Le silence institutionnel dans les conflits hospitaliers

Les interventions les plus intéressantes ont porté sur le "silence des autorités". Faisant écho à des interventions de la salle, plusieurs "ambassadeurs" ont souligné que, parfois, des conflits patents restaient sans réponse – cette non-réponse, ou non-intervention, constituant le "mode de traitement" utilisé par les responsables. Ce silence contribue au découragement des personnes concernées, avec des conséquences parfois dramatiques: départ de certains, dépressions, impossibilité de pourvoir des postes compte tenu du cercle vicieux qui se crée à partir de l’ambiance connue qui décourage les candidats éventuels… Face à cela, une responsable de l’agence régionale de santé a indiqué, que, "sans être médiatrice et sans proposer de médiation", elle interpellait, et que parfois cela suffisait à faire bouger les lignes … Elle a donné l’exemple d’un conflit dans un hôpital privé de directeur titulaire, le directeur provisoire en fonction ne faisant rien ou ne pouvant rien faire, les autorités de tutelle étant au courant du problème mais n’intervenant pas non plus, depuis plus d’une année.

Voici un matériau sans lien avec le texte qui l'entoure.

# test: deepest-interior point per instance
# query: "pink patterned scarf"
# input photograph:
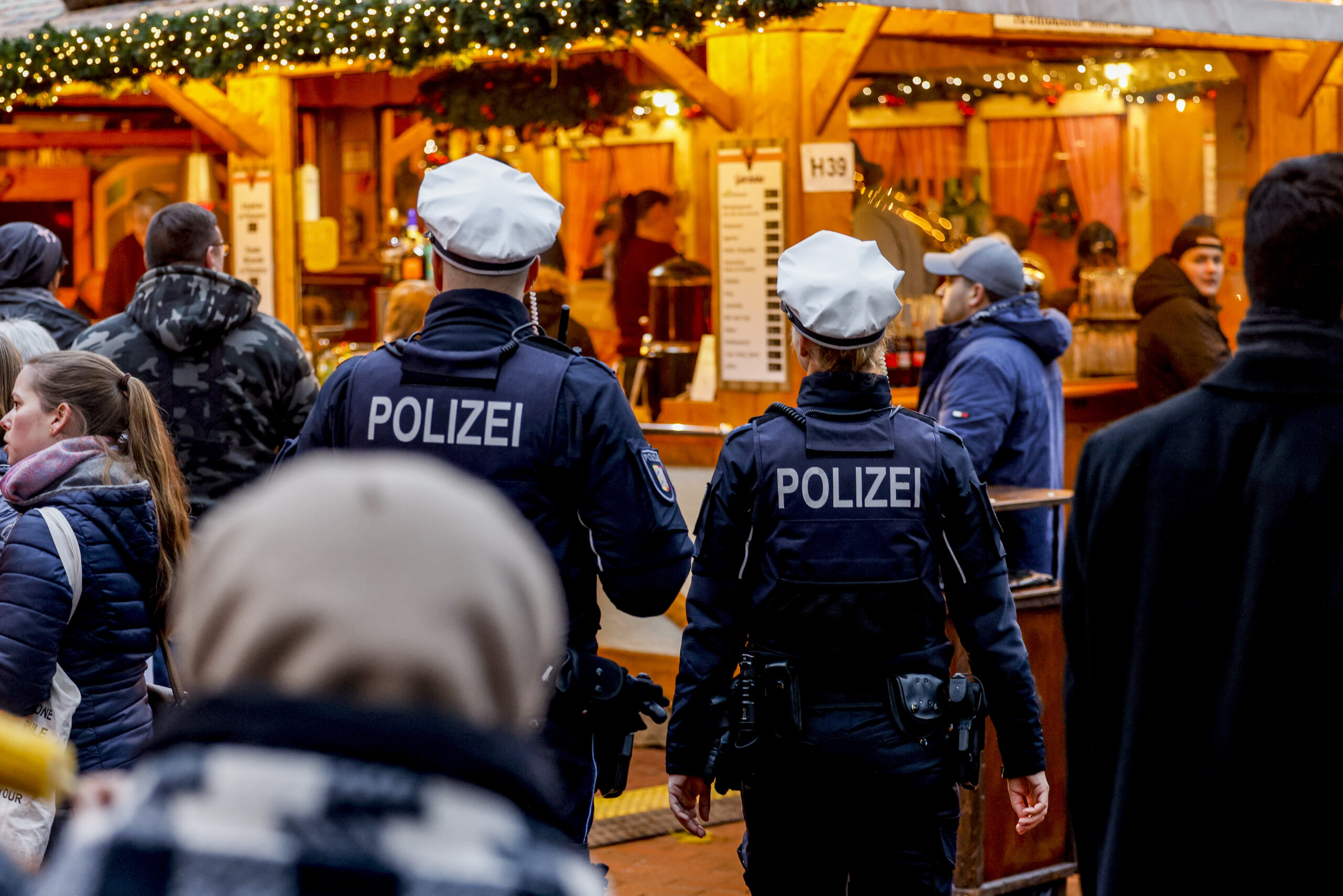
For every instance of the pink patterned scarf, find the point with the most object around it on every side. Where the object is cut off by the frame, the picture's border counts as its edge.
(30, 476)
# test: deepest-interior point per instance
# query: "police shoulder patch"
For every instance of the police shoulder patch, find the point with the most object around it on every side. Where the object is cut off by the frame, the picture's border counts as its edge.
(657, 475)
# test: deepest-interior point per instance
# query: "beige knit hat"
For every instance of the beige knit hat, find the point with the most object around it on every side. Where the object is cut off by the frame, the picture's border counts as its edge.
(387, 579)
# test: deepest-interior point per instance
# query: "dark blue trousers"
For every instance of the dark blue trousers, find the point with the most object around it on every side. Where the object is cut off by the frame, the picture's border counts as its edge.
(570, 738)
(850, 808)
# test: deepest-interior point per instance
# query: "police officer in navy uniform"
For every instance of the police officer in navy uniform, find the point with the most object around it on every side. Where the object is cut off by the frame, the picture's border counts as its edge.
(825, 545)
(484, 389)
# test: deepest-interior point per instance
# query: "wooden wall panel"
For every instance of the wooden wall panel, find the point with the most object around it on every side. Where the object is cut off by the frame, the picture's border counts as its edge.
(1176, 142)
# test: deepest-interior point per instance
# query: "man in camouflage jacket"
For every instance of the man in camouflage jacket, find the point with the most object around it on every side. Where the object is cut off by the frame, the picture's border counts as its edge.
(233, 383)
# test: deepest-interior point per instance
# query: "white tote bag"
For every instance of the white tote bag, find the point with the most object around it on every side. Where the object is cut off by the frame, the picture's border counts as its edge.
(25, 821)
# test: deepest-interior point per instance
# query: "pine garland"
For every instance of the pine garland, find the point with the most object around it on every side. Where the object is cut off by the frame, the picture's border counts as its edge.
(595, 96)
(233, 38)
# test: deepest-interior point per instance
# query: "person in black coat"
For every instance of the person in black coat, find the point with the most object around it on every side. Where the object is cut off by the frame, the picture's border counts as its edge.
(1179, 340)
(31, 262)
(1204, 589)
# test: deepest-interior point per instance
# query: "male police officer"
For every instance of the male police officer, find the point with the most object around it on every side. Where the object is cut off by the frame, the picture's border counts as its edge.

En favorisant la simple rencontre des uns et des autres, cette responsable, positionnée comme tiers, a pu, pour un certain nombre de situations, dénouer les nœuds: "Les personnes se sont reparlé… ». Un participant a fait remarquer que, parfois, la non-résolution, et le silence, s’expliquaient par des contraintes que les responsables ne pouvaient pas surmonter, par exemple l’impossibilité de trouver des candidats pour des postes pourtant financés. Mais il a ajouté que, dans ce cas, "avoir le courage de reconnaitre de façon explicite et transparente ce qui fait difficulté était déjà quelque chose, nettement supérieur au silence".

Une ouverture vers la médiation francophone

Il a été signalé, à la fin de cette journée, que les quatre premières rencontres du CAMFS n’ont pas fait appel à des contributions francophones, par exemple belges, ou Suisses, ou Québécoises, alors qu’il y existe nombre d’expériences riches et instructives. La cinquième rencontre, en 2026, devrait combler cette lacune.

"Etes-vous surs que la vie est orthodoxe?"

Je livre cette anecdote à méditer, glanée la veille de cette rencontre: Un psychiatre a raconté qu’il avait, lors d’un colloque, hésité à intervenir, en se rappelant les leçons apprises au début de sa carrière, au motif que, compte tenu du devoir de réserve auquel il était tenu du fait de son statut, "Cela ne serait pas orthodoxe". Une infirmière présente lui avait alors rétorqué: "Etes-vous sûr que la vie est orthodoxe"? Cela avait tellement frappé ce psychiatre - et tellement plu - que l’infirmière en question était devenue sa femme quelque temps plus tard!

Et je finis avec la citation d’un proverbe arabe, proposée à la fin de son exposé par un des intervenants de cette journée CAMFS:

"Si ce que tu as à dire n’est pas plus beau que le silence, alors tais toi".

Denis MECHALI, médecin, adhérent de MDPA.
Je remercie Philippe Biju-Duval et Mariliz Codina pour leur contribution efficace, via la relecture de ce texte.